I whole heartedly agree with you, Doug. Seasonal local weather conditions can have a large effect on vented gas containers left outside, or in unheated buildings. I live in the midwest, that is: between the Smokey and Rocky mountain chains. Buck Perry, of Hickory, NC, master angler and college professor called this area "cold-front-alley". Cold-fronts come through here in Michigan about every 1.5 days on average. Its not unusual for temps to vary 25-30 degrees day-to-night, and day-to-day. Ambient "relative" humidity can vary from 20% to 100% in 12 hours. Along with cold-fronts come significant variations in atmospheric pressure. Moreover, seasonal temperature variations can run from -20 to +100 degrees Fahrenheit. I've seen temps change from 75 degrees one day, to -20 the next. But that only happens once every 5 years or so. As an all-season angler, I pay close attention to the changes in local weather. I've had 20 pound Liquid Petroleum tanks exhibit ambient pressures of only 2 pounds per square inch.

By the way, Doug, is it possible that the water you found in your gas had been 'stirred' into it, and then separated out when stored in non-agitated containers?
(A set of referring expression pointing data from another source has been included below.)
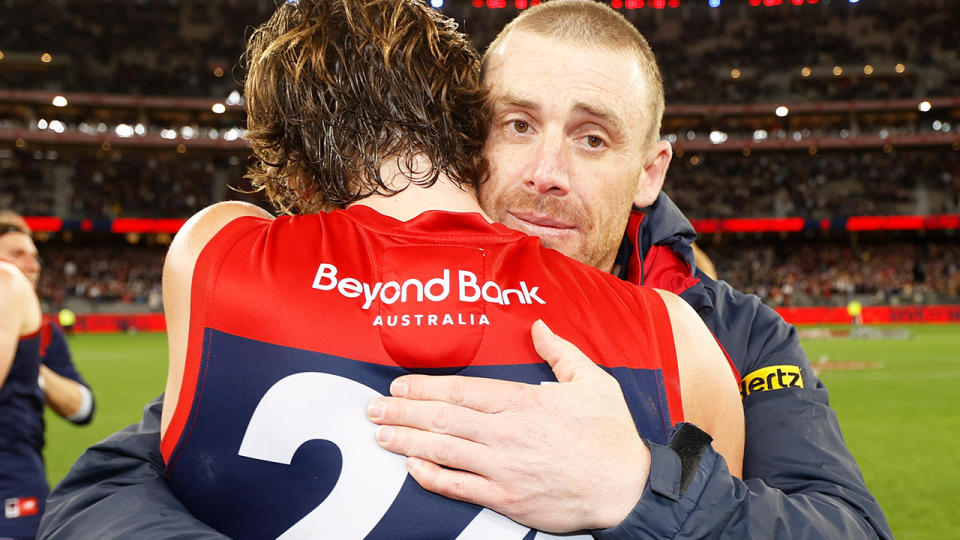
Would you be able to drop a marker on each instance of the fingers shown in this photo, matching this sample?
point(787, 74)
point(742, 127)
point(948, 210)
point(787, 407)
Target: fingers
point(434, 416)
point(439, 449)
point(484, 395)
point(455, 484)
point(566, 360)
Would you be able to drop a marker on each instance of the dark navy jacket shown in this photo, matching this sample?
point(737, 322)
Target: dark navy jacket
point(801, 482)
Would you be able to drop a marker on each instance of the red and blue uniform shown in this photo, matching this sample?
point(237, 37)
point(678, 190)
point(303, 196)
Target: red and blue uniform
point(297, 323)
point(800, 480)
point(23, 483)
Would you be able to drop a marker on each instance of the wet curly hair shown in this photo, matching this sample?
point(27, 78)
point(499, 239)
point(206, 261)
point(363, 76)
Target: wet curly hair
point(335, 87)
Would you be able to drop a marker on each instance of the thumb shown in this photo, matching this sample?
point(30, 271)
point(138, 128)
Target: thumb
point(566, 360)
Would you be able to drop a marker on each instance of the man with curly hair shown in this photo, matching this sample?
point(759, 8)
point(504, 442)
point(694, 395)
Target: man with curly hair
point(284, 332)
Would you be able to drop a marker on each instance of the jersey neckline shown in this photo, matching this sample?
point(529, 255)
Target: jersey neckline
point(458, 227)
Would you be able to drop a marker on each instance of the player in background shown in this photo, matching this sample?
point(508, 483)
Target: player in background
point(282, 331)
point(64, 389)
point(23, 484)
point(800, 479)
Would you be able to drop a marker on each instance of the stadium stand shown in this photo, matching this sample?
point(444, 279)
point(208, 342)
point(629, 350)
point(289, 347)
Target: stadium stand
point(149, 128)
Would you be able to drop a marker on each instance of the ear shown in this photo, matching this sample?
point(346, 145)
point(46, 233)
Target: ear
point(654, 172)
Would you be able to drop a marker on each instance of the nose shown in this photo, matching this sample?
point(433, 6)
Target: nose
point(31, 265)
point(550, 171)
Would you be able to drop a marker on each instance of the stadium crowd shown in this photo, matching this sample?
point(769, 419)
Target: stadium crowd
point(833, 274)
point(152, 52)
point(790, 273)
point(127, 182)
point(918, 181)
point(107, 47)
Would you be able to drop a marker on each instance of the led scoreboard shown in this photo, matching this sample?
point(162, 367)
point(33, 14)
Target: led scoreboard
point(640, 4)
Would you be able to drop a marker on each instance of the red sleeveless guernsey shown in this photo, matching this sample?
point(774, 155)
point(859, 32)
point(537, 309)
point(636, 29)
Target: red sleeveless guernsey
point(297, 323)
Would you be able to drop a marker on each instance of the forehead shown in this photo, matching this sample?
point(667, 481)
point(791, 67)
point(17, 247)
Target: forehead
point(13, 242)
point(560, 76)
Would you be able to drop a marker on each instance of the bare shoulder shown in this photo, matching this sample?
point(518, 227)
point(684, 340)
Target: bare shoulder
point(17, 292)
point(13, 283)
point(708, 386)
point(696, 346)
point(204, 225)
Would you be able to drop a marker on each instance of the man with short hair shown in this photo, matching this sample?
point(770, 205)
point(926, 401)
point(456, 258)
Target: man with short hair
point(576, 107)
point(64, 389)
point(407, 276)
point(23, 484)
point(552, 134)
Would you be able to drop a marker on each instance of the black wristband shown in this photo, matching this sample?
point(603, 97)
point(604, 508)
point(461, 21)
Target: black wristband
point(688, 442)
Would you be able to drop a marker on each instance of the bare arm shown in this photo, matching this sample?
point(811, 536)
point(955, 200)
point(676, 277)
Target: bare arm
point(708, 388)
point(177, 279)
point(20, 314)
point(65, 396)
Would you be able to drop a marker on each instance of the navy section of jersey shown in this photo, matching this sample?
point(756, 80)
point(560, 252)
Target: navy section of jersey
point(21, 400)
point(257, 495)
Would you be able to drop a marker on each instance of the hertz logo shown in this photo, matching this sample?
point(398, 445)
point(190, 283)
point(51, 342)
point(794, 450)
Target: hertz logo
point(771, 378)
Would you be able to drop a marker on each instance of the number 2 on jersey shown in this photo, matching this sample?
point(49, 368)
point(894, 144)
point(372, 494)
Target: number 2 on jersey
point(307, 406)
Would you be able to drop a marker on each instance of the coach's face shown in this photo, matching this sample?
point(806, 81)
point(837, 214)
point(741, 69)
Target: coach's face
point(18, 248)
point(566, 146)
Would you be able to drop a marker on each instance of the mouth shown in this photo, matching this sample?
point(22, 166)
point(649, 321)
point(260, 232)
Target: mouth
point(537, 224)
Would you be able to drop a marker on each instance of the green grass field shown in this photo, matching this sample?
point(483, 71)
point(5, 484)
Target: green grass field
point(901, 416)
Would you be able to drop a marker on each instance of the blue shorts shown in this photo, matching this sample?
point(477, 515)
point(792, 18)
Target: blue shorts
point(23, 492)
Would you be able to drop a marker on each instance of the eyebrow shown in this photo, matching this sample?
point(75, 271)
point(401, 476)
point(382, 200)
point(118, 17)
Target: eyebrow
point(515, 101)
point(604, 114)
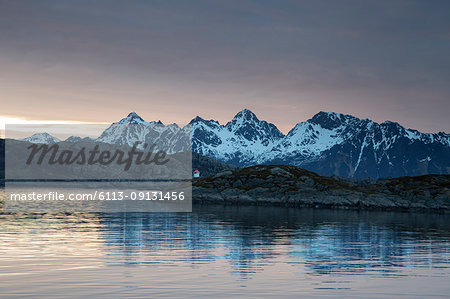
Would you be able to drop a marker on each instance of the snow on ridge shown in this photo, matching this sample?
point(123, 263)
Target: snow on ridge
point(41, 138)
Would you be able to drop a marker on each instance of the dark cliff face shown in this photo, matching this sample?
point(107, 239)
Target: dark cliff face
point(330, 144)
point(292, 186)
point(369, 154)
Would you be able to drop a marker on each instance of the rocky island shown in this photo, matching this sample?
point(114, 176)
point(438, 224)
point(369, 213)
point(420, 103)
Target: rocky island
point(292, 186)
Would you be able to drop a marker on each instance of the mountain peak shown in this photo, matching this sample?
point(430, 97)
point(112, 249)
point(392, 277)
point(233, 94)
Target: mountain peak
point(132, 118)
point(44, 138)
point(246, 114)
point(330, 120)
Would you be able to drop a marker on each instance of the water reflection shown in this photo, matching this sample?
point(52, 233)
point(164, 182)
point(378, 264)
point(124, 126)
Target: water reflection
point(250, 238)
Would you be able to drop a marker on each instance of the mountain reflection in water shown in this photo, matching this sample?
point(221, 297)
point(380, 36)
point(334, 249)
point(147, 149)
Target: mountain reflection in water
point(309, 248)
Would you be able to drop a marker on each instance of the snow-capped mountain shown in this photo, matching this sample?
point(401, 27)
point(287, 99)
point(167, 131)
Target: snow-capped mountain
point(243, 141)
point(44, 138)
point(133, 128)
point(329, 143)
point(79, 139)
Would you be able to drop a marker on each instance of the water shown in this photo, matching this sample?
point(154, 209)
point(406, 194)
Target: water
point(224, 252)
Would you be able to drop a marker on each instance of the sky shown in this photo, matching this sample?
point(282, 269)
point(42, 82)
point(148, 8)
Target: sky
point(96, 61)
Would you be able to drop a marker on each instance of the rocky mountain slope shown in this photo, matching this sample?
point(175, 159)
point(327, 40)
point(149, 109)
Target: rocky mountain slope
point(329, 143)
point(293, 186)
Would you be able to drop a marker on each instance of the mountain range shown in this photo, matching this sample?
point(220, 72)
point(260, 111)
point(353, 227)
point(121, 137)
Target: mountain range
point(329, 143)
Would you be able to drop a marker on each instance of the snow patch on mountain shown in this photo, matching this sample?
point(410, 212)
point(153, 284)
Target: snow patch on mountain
point(42, 138)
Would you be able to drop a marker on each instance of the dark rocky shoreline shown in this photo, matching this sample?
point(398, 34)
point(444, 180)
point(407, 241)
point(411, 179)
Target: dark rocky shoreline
point(277, 185)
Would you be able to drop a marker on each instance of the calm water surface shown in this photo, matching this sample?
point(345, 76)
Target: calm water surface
point(225, 252)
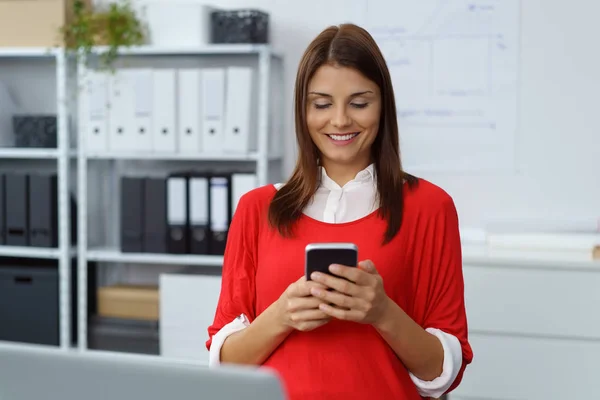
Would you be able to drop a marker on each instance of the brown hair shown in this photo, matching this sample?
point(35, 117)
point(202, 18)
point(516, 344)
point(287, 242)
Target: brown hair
point(348, 46)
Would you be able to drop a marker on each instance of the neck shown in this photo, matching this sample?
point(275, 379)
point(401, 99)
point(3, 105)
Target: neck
point(344, 173)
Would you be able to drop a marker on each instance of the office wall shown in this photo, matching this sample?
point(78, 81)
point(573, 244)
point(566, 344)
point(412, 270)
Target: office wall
point(558, 145)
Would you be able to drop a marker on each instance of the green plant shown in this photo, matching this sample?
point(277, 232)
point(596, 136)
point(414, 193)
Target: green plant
point(113, 26)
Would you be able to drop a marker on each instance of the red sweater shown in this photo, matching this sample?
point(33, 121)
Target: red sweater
point(421, 269)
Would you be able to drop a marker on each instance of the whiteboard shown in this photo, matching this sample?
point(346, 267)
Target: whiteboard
point(454, 67)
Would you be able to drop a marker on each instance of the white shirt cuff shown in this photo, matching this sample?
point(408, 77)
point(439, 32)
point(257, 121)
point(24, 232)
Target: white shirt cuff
point(214, 357)
point(452, 364)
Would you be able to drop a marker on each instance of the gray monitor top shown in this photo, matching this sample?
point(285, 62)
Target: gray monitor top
point(30, 373)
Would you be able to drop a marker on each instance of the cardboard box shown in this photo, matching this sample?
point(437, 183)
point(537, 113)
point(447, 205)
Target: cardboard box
point(129, 301)
point(34, 23)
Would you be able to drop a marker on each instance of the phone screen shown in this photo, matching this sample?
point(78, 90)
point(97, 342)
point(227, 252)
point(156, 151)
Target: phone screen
point(321, 259)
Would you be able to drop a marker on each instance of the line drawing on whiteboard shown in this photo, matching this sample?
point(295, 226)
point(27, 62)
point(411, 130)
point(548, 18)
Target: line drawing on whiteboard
point(454, 68)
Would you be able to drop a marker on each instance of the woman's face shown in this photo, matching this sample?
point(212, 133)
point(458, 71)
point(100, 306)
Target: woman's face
point(342, 115)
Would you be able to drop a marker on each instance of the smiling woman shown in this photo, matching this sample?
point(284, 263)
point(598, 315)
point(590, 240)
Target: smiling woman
point(343, 118)
point(393, 328)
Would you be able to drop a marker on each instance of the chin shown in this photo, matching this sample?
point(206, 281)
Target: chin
point(338, 158)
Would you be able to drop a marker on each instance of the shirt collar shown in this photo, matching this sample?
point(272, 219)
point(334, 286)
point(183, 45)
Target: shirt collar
point(366, 175)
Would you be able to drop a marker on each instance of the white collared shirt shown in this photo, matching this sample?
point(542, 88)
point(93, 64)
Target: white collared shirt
point(333, 203)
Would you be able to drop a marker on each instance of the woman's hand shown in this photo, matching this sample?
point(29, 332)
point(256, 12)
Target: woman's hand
point(360, 297)
point(298, 309)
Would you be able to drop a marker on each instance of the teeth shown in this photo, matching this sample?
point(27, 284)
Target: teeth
point(343, 137)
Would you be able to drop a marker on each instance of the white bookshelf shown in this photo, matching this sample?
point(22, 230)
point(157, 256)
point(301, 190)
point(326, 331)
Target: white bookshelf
point(116, 256)
point(52, 64)
point(268, 66)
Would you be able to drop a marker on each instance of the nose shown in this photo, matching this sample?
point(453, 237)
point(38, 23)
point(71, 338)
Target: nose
point(340, 118)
I totally believe you found water in your tanks.

As I've stated earlier in this thread, gasoline is a mixture of at least 30 different organic compounds, the ambient partial pressures of which can vary enough to skew vented container contents through evaporation and condensation. When ambient temperatures vary 20-40 degrees in successive 12 hour periods, vented containers can literally suck in, as well as blow out various gases of partial pressure, including water vapor. Which ones and how much needs to be measured in 'controlled' experiments in a dozen or so climate locals around the country. I'm guessing the petroleum company chemists have already done all of this, maybe even published.